«Mit der Langsamkeit der Berner hat das gar nichts zu tun»

Das Feuerwerk zum Nationalfeiertag musste in Bern wegen schlechten Wetters verschoben werden. Kommunikationsbeauftragte Manuela Angst pariert die Kritik, wonach die Stadt schlecht kommuniziert habe.

Was am Samstag ausblieb, wird am Sonntag nachgeholt: Das Feuerwerk zum 1. August in Bern.

Was am Samstag ausblieb, wird am Sonntag nachgeholt: Das Feuerwerk zum 1. August in Bern.

(Bild: Keystone)

Hanna Jordi

Frau Angst, in der Stadt Bern wird das 1.-August-Feuerwerk erst am 2. Augustabgelassen. Ist das die sprichwörtliche Langsamkeit der Berner nicht etwas arg auf die Spitze getrieben?
Manuela Angst: Mit der Langsamkeit der Berner hat das gar nichts zu tun. Im Gegenteil: In welcher Geschwindigkeit am Samstagabend Abwägungen gemacht und Entscheide getroffen wurden, ist eigentlich beachtlich. Hinter den Kulissen lief wahnsinnig viel.

Welche Abwägungen mussten Sie treffen?
Nun, wir waren konstant in Kontakt mit der Wetterstation in Kloten. Die Wetterlage war unklar, weshalb wir nicht sicher wussten, ob wir wirklich auf das Feuerwerk verzichten mussten oder nicht. Parallel liefen die Abklärungen für ein potenzielles Abfeuern am Sonntagabend. Lässt sich das Feuerwerk abdecken und vor Regen schützen bis Sonntag? Können wir die Bewachung sicherstellen? Haben wir am Sonntag genügend Leute, um die Abschussrampe zu sichern? Kann die Feuerwehr vor Ort sein? Haben wir die Bewilligung, die Kirchenfeldbrücke erneut zu sperren? Der Stadtpräsident, der Stadtschreiber, die Feuerwehr und die Feuerwerksfirma waren in ständigem Austausch miteinander.

Ist es nicht möglich, ein Feuerwerk bei Regen zu zünden?
Doch, das schon. Aber der Nebel kam uns dazwischen. Vom Gurten aus konnte man die Stadt nicht sehen. Und von der Stadt aus den Gurten nicht.

Zu schlechte Voraussetzungen für ein 70'000 Franken teures Feuerwerk?
Vor allem für die Bernerinnen und Berner wäre es schade gewesen, das Feuerwerk bei schlechtem Wetter abzulassen.

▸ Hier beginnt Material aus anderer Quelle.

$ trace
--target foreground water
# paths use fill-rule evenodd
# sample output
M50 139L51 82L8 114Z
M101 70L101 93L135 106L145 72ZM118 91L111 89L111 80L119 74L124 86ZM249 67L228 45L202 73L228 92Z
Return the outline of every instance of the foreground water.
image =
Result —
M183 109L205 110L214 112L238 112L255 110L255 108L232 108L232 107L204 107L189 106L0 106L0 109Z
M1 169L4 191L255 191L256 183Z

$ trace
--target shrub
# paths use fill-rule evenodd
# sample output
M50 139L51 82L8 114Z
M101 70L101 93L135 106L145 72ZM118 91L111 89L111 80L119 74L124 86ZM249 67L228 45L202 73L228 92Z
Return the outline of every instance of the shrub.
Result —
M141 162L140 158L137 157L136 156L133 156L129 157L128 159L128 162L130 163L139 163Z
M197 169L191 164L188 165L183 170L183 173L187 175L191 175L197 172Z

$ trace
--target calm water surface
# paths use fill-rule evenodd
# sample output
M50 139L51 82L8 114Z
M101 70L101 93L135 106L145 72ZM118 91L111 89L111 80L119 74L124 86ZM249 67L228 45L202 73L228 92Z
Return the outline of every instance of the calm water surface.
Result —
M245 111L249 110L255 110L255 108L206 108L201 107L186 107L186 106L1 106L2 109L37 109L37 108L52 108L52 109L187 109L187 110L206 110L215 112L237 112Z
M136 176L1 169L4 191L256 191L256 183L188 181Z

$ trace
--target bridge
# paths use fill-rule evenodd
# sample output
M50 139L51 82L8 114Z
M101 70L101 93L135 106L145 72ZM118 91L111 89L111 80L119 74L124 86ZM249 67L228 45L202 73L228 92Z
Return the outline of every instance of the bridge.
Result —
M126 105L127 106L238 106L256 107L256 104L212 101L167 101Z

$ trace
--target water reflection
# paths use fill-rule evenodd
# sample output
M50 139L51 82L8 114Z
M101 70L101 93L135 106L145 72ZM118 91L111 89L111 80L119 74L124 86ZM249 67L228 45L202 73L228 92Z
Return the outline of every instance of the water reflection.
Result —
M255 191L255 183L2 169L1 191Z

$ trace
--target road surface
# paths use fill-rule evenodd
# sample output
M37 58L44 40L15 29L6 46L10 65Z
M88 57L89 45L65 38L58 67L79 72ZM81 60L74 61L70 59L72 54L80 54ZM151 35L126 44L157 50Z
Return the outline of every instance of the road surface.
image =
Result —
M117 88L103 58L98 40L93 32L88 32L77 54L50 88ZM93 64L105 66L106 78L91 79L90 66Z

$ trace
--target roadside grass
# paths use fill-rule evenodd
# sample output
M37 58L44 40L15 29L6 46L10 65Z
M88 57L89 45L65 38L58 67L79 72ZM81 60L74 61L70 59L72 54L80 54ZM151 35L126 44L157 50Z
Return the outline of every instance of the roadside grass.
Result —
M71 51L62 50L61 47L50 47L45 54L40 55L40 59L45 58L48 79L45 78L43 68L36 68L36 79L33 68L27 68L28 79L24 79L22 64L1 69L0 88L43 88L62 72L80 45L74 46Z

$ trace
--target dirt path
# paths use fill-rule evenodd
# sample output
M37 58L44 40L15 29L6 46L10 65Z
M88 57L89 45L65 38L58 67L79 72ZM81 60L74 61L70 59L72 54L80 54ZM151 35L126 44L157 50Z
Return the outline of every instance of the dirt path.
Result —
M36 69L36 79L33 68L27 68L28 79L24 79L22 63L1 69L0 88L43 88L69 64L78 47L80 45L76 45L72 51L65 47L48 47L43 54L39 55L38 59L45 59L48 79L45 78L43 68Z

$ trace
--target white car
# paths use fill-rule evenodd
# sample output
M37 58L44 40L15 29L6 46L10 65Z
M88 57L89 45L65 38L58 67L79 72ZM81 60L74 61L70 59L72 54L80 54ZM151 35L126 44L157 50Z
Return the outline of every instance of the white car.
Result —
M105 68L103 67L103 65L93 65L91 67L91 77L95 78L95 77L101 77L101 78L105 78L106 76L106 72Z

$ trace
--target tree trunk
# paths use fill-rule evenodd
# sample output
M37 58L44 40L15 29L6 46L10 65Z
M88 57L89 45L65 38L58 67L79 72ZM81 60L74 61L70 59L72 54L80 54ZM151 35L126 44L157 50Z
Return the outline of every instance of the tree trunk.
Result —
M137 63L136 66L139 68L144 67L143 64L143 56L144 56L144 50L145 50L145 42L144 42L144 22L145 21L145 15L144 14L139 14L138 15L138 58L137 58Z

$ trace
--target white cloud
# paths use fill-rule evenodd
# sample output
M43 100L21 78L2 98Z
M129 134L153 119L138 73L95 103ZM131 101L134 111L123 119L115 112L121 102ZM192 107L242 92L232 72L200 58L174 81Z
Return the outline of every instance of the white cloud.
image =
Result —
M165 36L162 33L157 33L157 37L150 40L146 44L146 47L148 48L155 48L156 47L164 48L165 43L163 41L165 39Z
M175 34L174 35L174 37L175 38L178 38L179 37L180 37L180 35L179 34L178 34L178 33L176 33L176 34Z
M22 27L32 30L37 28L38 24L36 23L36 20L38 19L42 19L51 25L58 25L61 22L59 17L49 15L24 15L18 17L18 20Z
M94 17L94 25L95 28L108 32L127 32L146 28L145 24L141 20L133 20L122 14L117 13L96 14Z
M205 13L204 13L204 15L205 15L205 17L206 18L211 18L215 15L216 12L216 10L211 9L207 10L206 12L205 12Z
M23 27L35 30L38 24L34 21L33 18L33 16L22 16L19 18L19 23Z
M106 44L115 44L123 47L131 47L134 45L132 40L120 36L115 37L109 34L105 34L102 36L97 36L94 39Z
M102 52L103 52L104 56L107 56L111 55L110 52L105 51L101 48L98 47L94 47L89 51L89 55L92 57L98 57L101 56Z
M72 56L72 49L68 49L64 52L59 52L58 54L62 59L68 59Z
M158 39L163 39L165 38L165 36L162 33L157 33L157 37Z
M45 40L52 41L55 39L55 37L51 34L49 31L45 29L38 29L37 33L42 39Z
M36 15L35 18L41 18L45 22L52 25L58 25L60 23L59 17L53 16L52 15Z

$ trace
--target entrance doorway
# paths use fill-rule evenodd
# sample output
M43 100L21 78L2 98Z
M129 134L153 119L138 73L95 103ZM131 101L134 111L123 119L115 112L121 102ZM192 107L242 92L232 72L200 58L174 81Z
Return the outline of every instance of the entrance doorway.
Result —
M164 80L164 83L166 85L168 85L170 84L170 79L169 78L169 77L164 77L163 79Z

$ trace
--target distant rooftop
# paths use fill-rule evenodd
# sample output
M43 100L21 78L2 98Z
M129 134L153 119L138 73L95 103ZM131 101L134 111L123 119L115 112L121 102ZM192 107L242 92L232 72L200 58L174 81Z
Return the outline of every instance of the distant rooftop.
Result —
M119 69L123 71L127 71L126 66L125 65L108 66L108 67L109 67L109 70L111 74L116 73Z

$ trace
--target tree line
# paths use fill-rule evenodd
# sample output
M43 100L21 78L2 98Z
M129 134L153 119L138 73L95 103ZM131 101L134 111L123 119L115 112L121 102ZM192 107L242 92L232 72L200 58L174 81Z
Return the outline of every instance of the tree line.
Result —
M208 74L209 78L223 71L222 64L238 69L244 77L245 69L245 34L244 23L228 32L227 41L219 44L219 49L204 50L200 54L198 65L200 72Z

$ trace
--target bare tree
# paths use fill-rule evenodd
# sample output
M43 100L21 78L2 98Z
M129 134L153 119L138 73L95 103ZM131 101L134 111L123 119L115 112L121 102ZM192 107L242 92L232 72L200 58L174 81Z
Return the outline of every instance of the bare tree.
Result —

Auf Twitter wird die Kommunikationsstrategie der Stadt kritisiert: 45 Minuten lang herrschte Funkstille. Warum haben Sie nicht wenigstens informiert, dass die Abklärungen im Gang seien?
Das Wetter war ein grosser Unsicherheitsfaktor, es hätte jederzeit aufklaren können. Diese Unsicherheit mussten wir aussitzen. Die Kanäle, die uns zur Verfügung standen, haben wir meines Erachtens gut genutzt: Radio Energy, welche die Tonspur für das Feuerwerk hätten übertragen sollen, berichtete über die Verzögerung. Wir nutzten Twitter, aber auch analoge Kanäle: So gab es im Festzelt auf dem Münsterplatz eine Durchsage und auf der Münsterplattform informierten Angestellte des Sicherheitsdienstes die Wartenden. Wenn jemand allerdings Zuhause war und vergeblich auf das Feuerwerk wartete, ist das natürlich bedauerlich. Gleichzeitig gibt es wohl Informationslücken, die sich nie ganz schliessen lassen.

Wie lautet Ihre Prognose für den Sonntag? Kommen die Bernerinnen und Berner noch zu einem Feuerwerk?
Wir sind sehr zuversichtlich. Das Wetter sieht vielversprechend aus. Jetzt muss man sich nur noch einen Aussichtsplatz sichern, um ab 22.15 Uhr einen guten Blick auf den Gurten zu haben.